# Viareggio/Lucca



## Luce00 (Feb 1, 2015)

Hi There,

Is there anyone in the Viareggio/Lucca area that would be interested in meeting up for a glass of wine and a chin wag? My husband and I are looking to move next year but are coming for another Holiday in July. we would really like some advice about moving to Italy/Work/Lifestlye etc.. We are English, early 30's, and live near London at present. would love to hear from anyone who has made the move!! Thanks Lucy


----------



## yosheryosh (Mar 4, 2013)

viareggio looks very nice, interested what others have to say on the city


----------



## Paulitalo (Apr 24, 2015)

Hi Lucy,

Whilst I've never lived in Italy I have an Italian father and a holiday home near Lucca.
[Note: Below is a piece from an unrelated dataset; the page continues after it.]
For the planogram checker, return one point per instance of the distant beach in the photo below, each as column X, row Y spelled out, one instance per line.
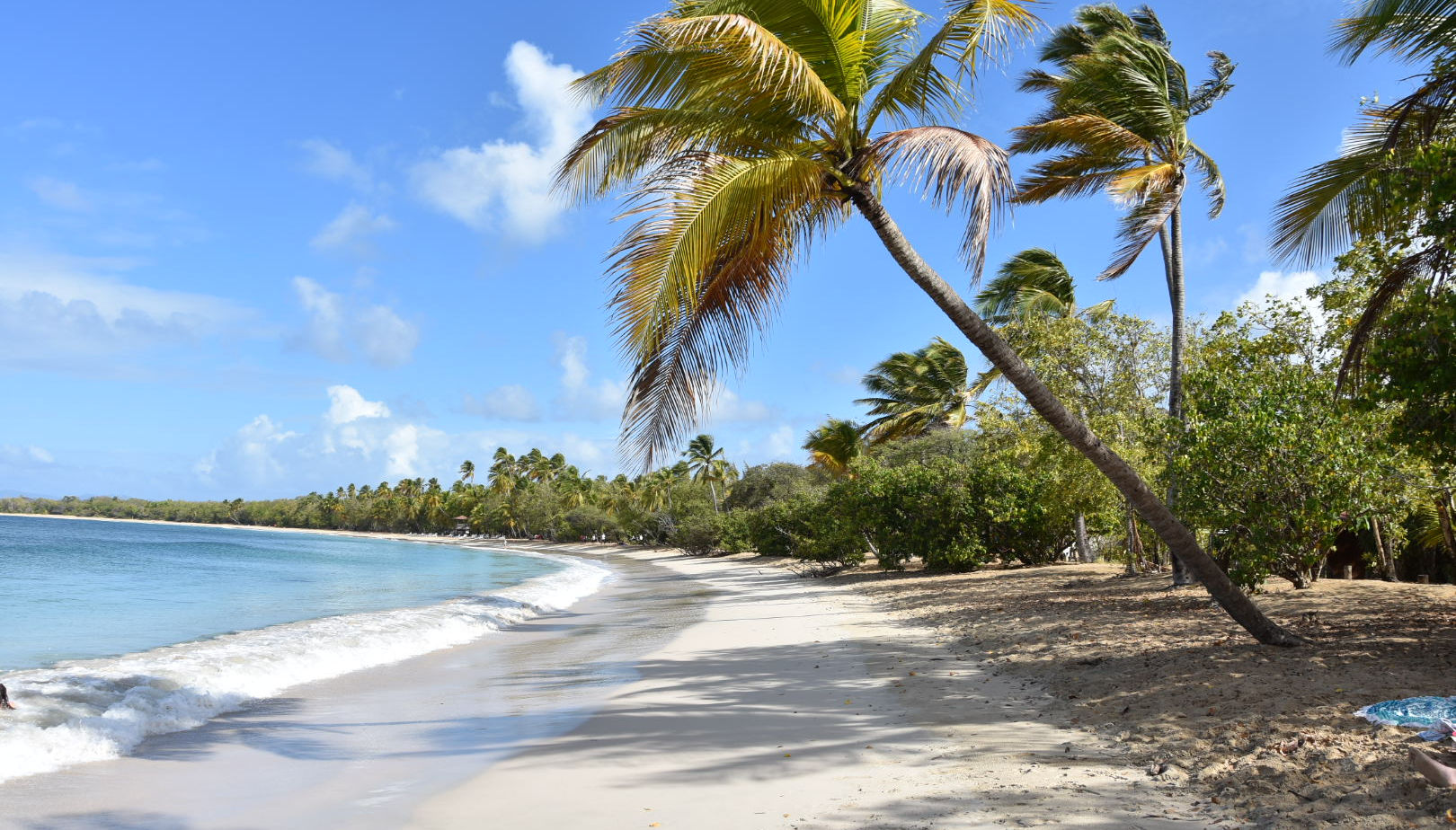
column 688, row 693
Not sure how much I can help but I'mjust down the road in Robertsbridge so if you and your husband want to meet up for a chat then I'd be happy to oblige.

Regards, Paul


----------



## DeeS (Mar 4, 2012)

Hello, I live in Lucca and would be happy to meet up with you for a glass of wine and a chat. I have an London born friend who has lived in Italy for 20+ years who will be visiting me from Novara the weekend of July 11 (Elton John concert here in Lucca), and she would probably be happy to chat with you, too. You can reach me at [email protected]. Maybe we can meet Sunday, July 12 here in Lucca?


----------



## nazarena (May 16, 2015)

Hi, my name is Nazarena, I'm 40 and I live in the center of Lucca. I speak English very well (I'm studying for the Cambridge Advanced Exam at the moment).
I'll be happy to answer all your questions about my town.


----------